Quanto à ação disciplinar que deve ser aplicada à liderança, devemos nos espelhar também em Jesus. Como ele agiu? Como disciplinou um líder que caiu? Temos um exemplo clássico do trabalho do Mestre nesse sentido na narrativa da restauração de Pedro. Seu pecado foi realmente grave. Tão grave que se ele fosse um pastor de uma de nossas igrejas, hoje, jamais iríamos querer ser pastoreados por ele dali por diante. Como ser liderados por alguém que tão deslavadamente se acovarda afirmando publicamente que não sabe quem é aquele que havia sido seu mestre (Mc 14:66-72)? No entanto, qual foi a reação de Jesus após sua ressurreição ao encontrar-se com Pedro? Ele amou a Pedro e viu que quando ele chorou amargamente (vs. 72), estava tendo um arrependimento sincero. Isso bastava. Já era suficiente. Pedro fazia parte novamente dos planos do Senhor (Jo 21:15-17). É comovente ver que Jesus, mesmo depois de tudo o que Pedro lhe havia feito, ainda estava interessado em seu amor. Mesmo que não fosse um amor perfeito (ágape), já lhe bastava sua amizade profunda e sincera (filéo). De acordo com o Dr. Russel Shedd, quanto à disciplina de Jesus aplicada a Pedro nesse episódio, “o Senhor ofereceu-lhe a mão graciosa de recuperação total” (Disciplina na Igreja).
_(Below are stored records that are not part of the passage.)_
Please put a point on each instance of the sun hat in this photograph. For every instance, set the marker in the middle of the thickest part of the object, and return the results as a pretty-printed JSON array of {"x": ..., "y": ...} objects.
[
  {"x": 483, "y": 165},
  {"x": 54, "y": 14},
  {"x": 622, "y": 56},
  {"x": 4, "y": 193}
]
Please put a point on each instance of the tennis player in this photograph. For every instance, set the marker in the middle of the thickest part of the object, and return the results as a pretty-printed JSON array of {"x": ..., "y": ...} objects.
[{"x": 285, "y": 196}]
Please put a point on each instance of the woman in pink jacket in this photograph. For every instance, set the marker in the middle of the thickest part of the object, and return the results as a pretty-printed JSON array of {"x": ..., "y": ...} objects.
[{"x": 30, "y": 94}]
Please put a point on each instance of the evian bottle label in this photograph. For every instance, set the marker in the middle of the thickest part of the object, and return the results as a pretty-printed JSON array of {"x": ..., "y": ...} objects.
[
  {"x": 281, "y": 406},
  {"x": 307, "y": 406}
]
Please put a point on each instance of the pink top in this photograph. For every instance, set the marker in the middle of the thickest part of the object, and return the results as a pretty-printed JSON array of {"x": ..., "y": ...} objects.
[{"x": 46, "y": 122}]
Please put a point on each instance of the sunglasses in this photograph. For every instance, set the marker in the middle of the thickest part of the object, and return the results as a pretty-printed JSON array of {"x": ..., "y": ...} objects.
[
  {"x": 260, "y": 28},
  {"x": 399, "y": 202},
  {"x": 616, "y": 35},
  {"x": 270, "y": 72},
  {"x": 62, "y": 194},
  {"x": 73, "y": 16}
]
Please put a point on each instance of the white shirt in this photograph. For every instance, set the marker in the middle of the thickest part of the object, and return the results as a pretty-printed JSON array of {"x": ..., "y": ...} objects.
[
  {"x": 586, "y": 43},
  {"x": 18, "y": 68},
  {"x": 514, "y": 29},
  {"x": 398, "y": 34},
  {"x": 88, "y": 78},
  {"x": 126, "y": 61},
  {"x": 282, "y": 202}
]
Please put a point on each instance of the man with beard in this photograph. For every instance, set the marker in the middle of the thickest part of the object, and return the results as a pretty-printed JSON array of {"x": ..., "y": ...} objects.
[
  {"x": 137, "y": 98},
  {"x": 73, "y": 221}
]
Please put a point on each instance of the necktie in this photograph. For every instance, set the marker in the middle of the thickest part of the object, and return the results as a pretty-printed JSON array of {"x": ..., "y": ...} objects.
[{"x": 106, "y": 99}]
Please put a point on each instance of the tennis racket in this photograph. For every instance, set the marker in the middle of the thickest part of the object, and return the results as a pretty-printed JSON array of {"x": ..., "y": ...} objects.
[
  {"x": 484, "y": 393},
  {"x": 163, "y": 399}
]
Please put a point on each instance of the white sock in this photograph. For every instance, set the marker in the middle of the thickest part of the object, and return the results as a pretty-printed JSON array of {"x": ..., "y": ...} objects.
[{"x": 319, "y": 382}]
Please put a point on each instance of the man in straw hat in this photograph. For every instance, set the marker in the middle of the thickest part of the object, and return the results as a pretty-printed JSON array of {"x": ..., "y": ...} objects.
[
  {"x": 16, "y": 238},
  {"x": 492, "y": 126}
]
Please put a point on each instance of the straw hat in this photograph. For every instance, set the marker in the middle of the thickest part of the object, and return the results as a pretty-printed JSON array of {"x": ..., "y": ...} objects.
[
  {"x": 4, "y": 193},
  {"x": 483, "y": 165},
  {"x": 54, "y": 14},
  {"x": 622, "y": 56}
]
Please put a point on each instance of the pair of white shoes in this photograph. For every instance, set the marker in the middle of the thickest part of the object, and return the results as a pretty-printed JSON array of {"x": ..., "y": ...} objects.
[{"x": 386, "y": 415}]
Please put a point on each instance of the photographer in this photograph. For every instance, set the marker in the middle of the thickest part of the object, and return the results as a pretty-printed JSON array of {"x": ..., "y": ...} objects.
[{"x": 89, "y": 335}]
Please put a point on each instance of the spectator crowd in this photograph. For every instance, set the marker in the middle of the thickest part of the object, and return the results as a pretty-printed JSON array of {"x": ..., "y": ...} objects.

Sendo Jesus o modelo para o comportamento e ação da igreja no mundo e em relação aos seus, talvez seja momento de repensarmos a nossa caminhada. Jesus mostrou que mesmo um líder pode voltar às lides ministeriais, pois o perdão de Cristo (que deveria ser sempre aplicado pela igreja) é o perdão restaurador. O Dr. Shedd mais adiante ainda enfatiza:

“Há pecado tão grave que a igreja não é capaz de perdoar e esquecer até o ponto de repor o líder iníquo no seu antigo lugar privilegiado de ministério. Mas tal não foi o caso de Jesus ao manejar a restauração de Pedro. Nenhum dos evangelhos diminui a seriedade da apostasia de Pedro. Se tivesse negado uma vez, ainda vai, mas três vezes, e isso com juramentos e maldições (Mt 26:74), nos levaria a perder a esperança. Mas o olhar de Jesus fixado em seu discípulo o abalou por completo. Então Pedro, saindo dali, chorou amargamente (Lc 22:62). Esse sinal de profundo arrependimento foi suficiente para Jesus.”

O arrependimento sincero também não deveria ser suficiente para a igreja ao aplicar a disciplina aos seus que caem, líderes ou não? Não foi assim que fez Jesus? Será que não é nossa responsabilidade reproduzirmos Jesus em nossa caminhada como igreja Sua?